Uzmanından koronavirüse yönelik açıklamalar: Yine kabus olabilir 112 Acil Fm Haber
112acilfm haber-
Genel Bakış
Aralık 2019’da Çin’de başlayan Covid-19 hastalığı hala tüm Dünyayı tesiri altında tutmaya devam ediyor.
Resmi sayılara nazaran şu ana kadar 600 Milyona yakın kişi hastalandı ve 6,5 milyon kişi ömrünü yitirdi.
Gerçek sayıların ise çok daha fazla olduğu düşünülüyor. Ülkemizde ise 15,5 milyon kişi hastalandı ve 100 bine yakın kişi hayatını kaybetti.
Yakın geçmiş
Mayıs 2022’de Omicron varyantının BA-1 ve BA-2 varyantları yaygın olarak görülüyordu. Dünya Sıhhat Örgütü (DSÖ) salgının bitmediğini, bilhassa az gelişmiş/gelişmemiş ülkelerde aşılamanın şimdi istenilen düzeyde olmadığını belirttiği halde, hastalık nispeten hafif geçtiği için birinci olarak Belçika ve Danimarka’dan başlayan önlemleri gevşetme siyaseti tüm dünyada yaygınlaştı.

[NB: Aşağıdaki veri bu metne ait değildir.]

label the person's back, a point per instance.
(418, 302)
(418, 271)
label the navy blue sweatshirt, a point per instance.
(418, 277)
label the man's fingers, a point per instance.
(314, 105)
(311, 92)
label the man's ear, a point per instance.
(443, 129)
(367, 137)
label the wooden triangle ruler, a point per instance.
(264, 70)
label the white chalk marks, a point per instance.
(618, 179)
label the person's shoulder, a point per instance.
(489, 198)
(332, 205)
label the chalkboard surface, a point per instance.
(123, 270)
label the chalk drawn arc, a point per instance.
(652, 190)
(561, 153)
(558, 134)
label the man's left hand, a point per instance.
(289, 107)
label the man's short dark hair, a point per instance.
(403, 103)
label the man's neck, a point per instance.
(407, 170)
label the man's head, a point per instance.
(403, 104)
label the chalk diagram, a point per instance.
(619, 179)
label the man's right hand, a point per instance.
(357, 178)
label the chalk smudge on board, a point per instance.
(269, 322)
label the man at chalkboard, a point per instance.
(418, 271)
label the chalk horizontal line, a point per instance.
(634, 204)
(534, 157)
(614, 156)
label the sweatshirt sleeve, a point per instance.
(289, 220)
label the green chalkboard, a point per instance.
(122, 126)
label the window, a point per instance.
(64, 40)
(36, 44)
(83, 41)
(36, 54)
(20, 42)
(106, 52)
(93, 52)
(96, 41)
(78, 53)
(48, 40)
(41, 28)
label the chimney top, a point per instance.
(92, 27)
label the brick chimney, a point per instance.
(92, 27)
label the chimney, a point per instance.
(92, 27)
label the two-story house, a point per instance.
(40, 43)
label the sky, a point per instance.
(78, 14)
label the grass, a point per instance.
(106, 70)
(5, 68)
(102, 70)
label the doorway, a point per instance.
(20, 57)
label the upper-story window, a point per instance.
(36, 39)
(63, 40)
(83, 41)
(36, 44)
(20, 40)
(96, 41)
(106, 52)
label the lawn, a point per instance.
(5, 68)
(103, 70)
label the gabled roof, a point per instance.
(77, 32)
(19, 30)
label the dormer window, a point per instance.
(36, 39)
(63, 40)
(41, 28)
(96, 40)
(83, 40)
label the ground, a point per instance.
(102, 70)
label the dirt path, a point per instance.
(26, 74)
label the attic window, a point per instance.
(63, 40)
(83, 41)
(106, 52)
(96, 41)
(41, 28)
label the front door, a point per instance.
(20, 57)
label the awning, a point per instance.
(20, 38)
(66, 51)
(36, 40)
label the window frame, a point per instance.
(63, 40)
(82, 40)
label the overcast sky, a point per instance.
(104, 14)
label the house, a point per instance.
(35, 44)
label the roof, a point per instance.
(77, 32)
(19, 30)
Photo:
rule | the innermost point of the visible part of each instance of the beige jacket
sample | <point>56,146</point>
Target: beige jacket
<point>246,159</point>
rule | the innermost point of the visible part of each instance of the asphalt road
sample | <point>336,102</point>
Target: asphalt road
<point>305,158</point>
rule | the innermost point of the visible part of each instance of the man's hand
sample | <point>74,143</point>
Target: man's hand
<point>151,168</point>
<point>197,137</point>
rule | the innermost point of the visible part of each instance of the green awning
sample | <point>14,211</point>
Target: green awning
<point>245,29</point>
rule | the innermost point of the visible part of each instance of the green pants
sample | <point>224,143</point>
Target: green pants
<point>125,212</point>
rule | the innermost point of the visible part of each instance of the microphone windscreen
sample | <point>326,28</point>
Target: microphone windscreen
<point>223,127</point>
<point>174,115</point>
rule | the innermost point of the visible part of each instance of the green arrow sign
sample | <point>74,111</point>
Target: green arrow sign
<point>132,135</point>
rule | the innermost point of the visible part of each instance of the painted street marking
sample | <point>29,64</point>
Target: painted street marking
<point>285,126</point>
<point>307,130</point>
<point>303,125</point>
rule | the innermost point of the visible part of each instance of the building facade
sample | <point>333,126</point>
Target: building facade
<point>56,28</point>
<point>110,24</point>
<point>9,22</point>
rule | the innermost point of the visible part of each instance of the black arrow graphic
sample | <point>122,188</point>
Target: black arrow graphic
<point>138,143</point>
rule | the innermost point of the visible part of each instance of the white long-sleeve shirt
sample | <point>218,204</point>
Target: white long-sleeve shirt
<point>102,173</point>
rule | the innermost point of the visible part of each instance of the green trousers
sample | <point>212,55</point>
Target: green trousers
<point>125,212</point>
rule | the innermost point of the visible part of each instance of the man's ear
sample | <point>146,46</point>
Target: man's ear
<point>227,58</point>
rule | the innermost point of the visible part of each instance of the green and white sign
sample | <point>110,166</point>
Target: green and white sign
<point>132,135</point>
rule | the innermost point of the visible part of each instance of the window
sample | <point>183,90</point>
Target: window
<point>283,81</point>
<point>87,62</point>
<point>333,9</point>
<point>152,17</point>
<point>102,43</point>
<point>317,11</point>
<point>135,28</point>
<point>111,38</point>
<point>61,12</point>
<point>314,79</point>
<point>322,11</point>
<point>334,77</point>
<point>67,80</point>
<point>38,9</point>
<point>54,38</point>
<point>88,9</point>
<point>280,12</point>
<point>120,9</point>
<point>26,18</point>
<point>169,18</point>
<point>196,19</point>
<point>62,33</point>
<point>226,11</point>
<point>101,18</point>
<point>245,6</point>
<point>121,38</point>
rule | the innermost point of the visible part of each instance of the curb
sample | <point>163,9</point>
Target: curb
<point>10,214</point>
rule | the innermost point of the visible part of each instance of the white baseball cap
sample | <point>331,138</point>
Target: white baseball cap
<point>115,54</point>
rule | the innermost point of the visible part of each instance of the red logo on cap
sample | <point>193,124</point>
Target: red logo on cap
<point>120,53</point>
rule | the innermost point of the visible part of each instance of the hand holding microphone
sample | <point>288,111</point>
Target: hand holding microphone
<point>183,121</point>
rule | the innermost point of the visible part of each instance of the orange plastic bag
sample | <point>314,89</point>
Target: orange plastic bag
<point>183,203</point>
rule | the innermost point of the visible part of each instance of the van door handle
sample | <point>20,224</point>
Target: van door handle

Ülkemizde dahil olmak üzere birçok ülkede önlemler azaltıldı. Lakin vardığımız noktada Covid-19’un hala bitmediği ve önlemler azalınca hastalığın yeni dalgalarla tekrar arttığını görmekteyiz.
Mevcut durum
Kimi bilim insanlarının söylediği “hiçbir RNA’lı virüs salgını 2 yıldan uzun sürmedi, bu hastalık da 2 yılda bitecektir” çıkarımı Covid-19 için geçerli olmadı, şu anda 6. dalgayı yaşıyoruz.
Virüs çok dirençli ve her varyasyonda daha fazla bulaşıcılık kazanıyor. Omicron BA-5 varyantının bulaştırıcılık özelliği çok fazla, hatta o denli ki tıp fakültesinde enfeksiyon ve mikrobiyoloji derslerinde virüslerin ne kadar çok fazla bulaşabileceği (R0 değeri) hakkında örnek verilen kızamık hastalığından bile daha çok bulaşıcı (1 kızamıklı kişi 18 şahsa hastalık bulaştırabiliyor).
Tek tesellimiz ise ek hastalığı olmayan, genç ve aşıları tam olan bireylerde hastalığın daha hafif geçmesi ve vefat oranlarının azalmış olması. “Uzamış Covid hastalığı” ve “Covid sonrası tam iyileşememe” durumu çok sık görülüyor [En sık görülen beş semptom yorgunluk (%58), baş ağrısı (%44), dikkat bozukluğu (%27), saç dökülmesi (%25) ve nefes darlığı (%24)].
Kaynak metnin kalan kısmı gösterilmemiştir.